Without the throngs of people and their cameras and phones held high, it is almost eerily empty in comparison to the event that the cars are waiting for. They seem more alive down here, like hibernating predators or stashed treasure, depending on which one we’re looking at. Some, like the jaw-dropping Herb Adams-designed Pontiac Vivant and Pininfarina-penned Ferrari Modulo, fall squarely into both camps. They look radical regardless of what’s around them, but the stark concrete and stone tableau allow one to picture the impossible scenario of stumbling upon them in an office parking structure—even though this is among the most exclusive garages on the planet, it still offers a similar kind of juxtaposition between ultra-rare cars and banality that makes something like a Miura more fun to spot sitting in traffic than neatly arranged on a golf course lawn.
The 1953 O.S.C.A MT4 Spider was my favorite to spend time with though. A car company founded by the Maserati brothers when they returned to Bologna in 1947, O.S.C.A.s are always a treat to take in in person. There is said to be only 72 MT4s built in period, and as is the fate of many of its contemporaries, far fewer have survived.
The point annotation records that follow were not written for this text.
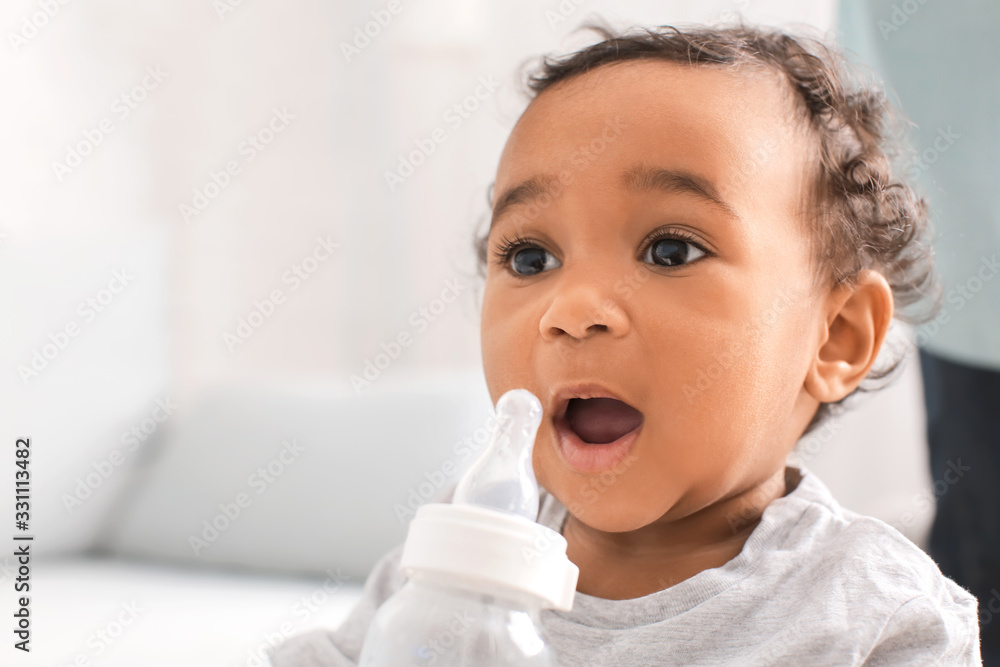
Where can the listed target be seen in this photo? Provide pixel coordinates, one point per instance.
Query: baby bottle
(480, 569)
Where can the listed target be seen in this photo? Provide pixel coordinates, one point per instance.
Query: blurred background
(240, 310)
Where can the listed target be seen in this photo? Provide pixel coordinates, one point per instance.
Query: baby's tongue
(601, 420)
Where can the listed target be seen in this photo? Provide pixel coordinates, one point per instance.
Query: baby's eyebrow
(636, 179)
(643, 178)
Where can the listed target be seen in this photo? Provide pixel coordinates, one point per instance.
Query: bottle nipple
(503, 478)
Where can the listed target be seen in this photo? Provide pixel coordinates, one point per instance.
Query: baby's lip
(562, 394)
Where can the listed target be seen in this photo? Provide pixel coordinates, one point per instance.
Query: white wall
(323, 174)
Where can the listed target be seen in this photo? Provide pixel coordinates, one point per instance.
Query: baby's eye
(532, 260)
(672, 251)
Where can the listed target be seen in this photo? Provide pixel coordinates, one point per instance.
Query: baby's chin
(607, 510)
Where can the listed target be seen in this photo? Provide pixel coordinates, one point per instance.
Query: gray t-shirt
(815, 584)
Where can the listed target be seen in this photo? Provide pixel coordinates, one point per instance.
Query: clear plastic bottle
(480, 569)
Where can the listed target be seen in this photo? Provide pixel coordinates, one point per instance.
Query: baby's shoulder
(840, 549)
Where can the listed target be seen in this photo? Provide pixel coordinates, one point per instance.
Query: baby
(697, 246)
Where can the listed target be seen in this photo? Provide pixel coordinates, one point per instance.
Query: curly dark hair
(863, 216)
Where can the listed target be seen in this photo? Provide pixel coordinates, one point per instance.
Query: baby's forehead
(736, 127)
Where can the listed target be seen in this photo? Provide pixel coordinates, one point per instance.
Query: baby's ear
(857, 319)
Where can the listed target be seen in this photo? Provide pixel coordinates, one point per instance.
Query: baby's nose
(583, 307)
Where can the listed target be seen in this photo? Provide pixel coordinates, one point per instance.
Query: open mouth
(597, 433)
(598, 421)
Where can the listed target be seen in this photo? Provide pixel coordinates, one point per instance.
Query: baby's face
(670, 266)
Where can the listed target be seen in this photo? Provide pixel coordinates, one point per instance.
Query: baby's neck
(621, 566)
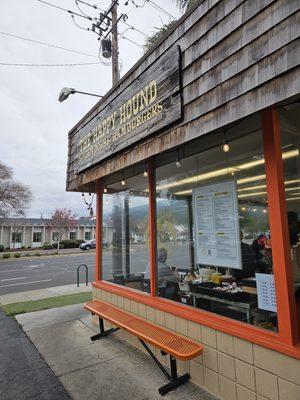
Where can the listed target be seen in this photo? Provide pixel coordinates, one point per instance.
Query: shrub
(69, 244)
(47, 246)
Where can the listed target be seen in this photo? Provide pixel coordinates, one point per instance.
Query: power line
(90, 5)
(154, 5)
(132, 41)
(135, 29)
(47, 44)
(46, 65)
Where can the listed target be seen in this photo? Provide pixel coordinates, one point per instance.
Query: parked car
(90, 244)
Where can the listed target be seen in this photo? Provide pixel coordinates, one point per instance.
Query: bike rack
(86, 274)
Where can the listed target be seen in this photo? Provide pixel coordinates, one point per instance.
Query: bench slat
(170, 342)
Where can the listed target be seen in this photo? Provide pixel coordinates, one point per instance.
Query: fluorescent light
(252, 188)
(291, 189)
(224, 171)
(241, 196)
(292, 181)
(251, 179)
(247, 189)
(189, 191)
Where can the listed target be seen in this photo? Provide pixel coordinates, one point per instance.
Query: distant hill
(176, 207)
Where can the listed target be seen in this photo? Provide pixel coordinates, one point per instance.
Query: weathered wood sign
(150, 103)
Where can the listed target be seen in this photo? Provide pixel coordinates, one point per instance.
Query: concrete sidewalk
(24, 374)
(43, 293)
(106, 369)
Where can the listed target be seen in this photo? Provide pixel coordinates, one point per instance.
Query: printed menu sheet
(217, 233)
(266, 296)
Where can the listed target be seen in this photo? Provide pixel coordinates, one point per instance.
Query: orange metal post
(99, 231)
(152, 227)
(285, 295)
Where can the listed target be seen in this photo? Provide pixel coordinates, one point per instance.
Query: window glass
(16, 237)
(55, 237)
(125, 215)
(37, 237)
(87, 235)
(214, 241)
(290, 137)
(72, 235)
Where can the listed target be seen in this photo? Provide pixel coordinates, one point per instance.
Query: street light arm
(65, 93)
(89, 94)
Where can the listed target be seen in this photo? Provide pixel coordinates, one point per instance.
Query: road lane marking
(26, 283)
(12, 279)
(30, 270)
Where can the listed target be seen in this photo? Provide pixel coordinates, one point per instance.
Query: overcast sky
(34, 125)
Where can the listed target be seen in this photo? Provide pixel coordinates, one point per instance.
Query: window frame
(18, 237)
(37, 241)
(286, 340)
(71, 234)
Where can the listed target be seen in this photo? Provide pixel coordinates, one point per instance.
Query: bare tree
(61, 221)
(14, 197)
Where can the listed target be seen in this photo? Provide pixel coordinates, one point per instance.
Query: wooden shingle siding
(238, 57)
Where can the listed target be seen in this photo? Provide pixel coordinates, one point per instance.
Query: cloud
(34, 125)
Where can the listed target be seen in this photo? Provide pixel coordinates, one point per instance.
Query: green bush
(69, 244)
(47, 246)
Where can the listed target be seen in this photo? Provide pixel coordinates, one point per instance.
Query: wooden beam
(284, 283)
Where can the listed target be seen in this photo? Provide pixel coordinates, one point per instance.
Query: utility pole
(114, 43)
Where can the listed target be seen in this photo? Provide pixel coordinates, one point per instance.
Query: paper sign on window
(266, 295)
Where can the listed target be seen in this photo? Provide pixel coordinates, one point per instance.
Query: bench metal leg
(103, 333)
(174, 380)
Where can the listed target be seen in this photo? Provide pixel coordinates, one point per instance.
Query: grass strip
(44, 304)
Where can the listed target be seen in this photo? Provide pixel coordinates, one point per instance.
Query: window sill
(250, 333)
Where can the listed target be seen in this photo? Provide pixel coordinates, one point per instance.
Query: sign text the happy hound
(150, 103)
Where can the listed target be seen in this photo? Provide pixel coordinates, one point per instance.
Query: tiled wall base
(229, 367)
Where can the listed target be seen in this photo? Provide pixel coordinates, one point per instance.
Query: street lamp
(65, 93)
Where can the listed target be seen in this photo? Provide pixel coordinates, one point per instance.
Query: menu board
(266, 296)
(217, 233)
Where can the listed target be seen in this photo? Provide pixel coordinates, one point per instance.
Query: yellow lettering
(152, 91)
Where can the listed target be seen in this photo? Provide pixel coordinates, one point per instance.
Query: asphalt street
(18, 275)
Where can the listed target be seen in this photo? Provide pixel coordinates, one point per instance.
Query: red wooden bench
(177, 346)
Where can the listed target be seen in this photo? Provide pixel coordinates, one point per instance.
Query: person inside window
(249, 261)
(167, 278)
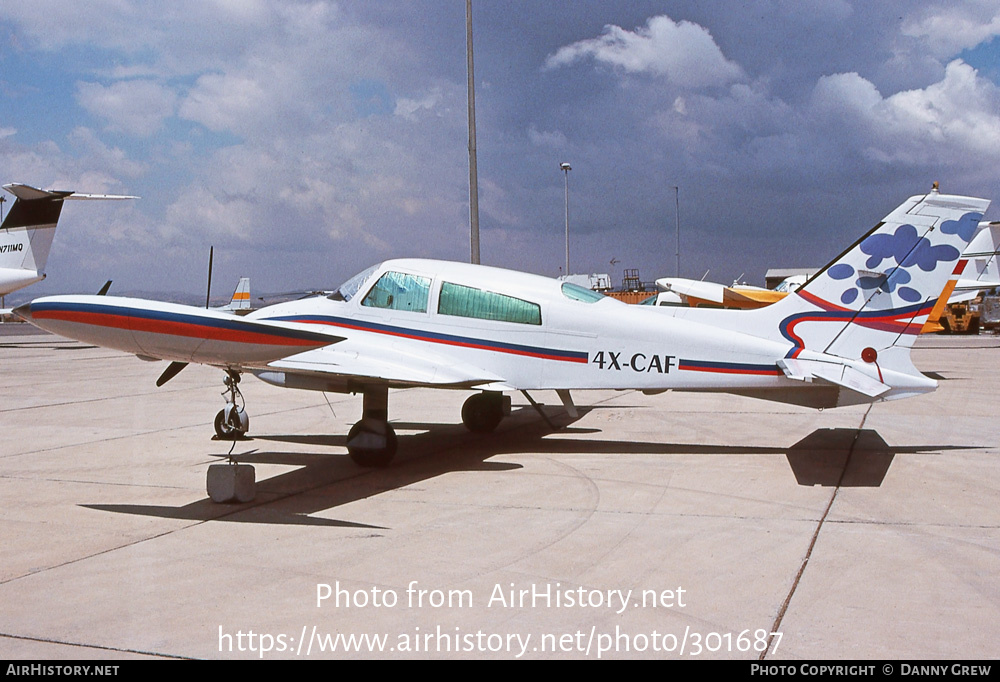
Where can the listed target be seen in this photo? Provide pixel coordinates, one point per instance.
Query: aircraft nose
(23, 311)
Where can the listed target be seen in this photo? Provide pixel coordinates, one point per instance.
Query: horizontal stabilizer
(29, 193)
(834, 373)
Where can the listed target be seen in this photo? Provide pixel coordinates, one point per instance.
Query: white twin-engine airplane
(843, 338)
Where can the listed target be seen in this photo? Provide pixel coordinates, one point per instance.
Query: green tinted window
(578, 293)
(399, 291)
(465, 301)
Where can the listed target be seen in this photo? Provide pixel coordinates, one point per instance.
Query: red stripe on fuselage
(186, 329)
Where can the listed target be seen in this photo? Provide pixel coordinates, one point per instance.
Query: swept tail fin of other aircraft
(241, 296)
(27, 231)
(853, 323)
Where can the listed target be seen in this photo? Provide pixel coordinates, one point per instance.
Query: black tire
(372, 457)
(482, 413)
(226, 430)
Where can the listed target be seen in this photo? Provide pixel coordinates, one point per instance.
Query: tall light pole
(566, 168)
(473, 173)
(677, 218)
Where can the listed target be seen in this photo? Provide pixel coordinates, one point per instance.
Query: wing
(168, 331)
(348, 365)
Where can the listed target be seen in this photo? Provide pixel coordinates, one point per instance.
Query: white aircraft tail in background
(27, 232)
(240, 303)
(843, 338)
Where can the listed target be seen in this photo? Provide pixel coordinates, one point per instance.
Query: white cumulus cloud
(683, 52)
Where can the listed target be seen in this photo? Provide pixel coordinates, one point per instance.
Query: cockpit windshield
(348, 289)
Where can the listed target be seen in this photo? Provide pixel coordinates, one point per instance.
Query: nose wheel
(232, 421)
(372, 441)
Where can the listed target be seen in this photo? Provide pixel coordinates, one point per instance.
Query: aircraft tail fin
(28, 229)
(871, 302)
(241, 297)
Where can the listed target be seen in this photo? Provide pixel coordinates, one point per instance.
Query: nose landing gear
(232, 422)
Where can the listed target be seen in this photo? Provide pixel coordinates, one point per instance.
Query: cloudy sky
(307, 140)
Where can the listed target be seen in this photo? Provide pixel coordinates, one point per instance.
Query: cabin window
(578, 293)
(463, 301)
(399, 291)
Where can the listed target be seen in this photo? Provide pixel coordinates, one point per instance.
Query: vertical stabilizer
(27, 231)
(877, 295)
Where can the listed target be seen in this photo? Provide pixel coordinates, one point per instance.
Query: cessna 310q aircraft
(842, 339)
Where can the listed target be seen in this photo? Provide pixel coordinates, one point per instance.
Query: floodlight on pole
(566, 168)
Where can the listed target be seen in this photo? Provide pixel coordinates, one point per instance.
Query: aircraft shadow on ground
(827, 457)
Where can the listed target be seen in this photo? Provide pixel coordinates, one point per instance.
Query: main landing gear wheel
(371, 443)
(483, 412)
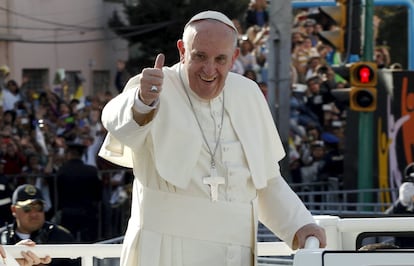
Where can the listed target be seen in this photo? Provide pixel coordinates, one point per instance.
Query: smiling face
(208, 52)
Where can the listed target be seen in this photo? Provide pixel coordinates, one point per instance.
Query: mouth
(207, 79)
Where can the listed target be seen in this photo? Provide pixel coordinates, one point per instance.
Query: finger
(27, 259)
(159, 61)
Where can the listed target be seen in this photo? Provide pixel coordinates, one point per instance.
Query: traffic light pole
(366, 125)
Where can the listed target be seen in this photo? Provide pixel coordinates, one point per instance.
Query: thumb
(159, 61)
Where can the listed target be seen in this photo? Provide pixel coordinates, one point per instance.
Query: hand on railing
(311, 243)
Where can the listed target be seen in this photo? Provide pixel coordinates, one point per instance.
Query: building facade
(51, 42)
Among the exceptional group of cars parked underneath Villa d’Este for the 2019 event, there was also the Concorso’s 2018 winner: a Ferrari 355 Sport, which looks every bit as beautiful as a 250 TR, but goes a bit further by the tune of some 430hp from its V12. It is said that only three such cars remain in existence, so I felt of course very lucky to have the chance to admire this one, and the same can be said for everything it shared this lovely staging area with.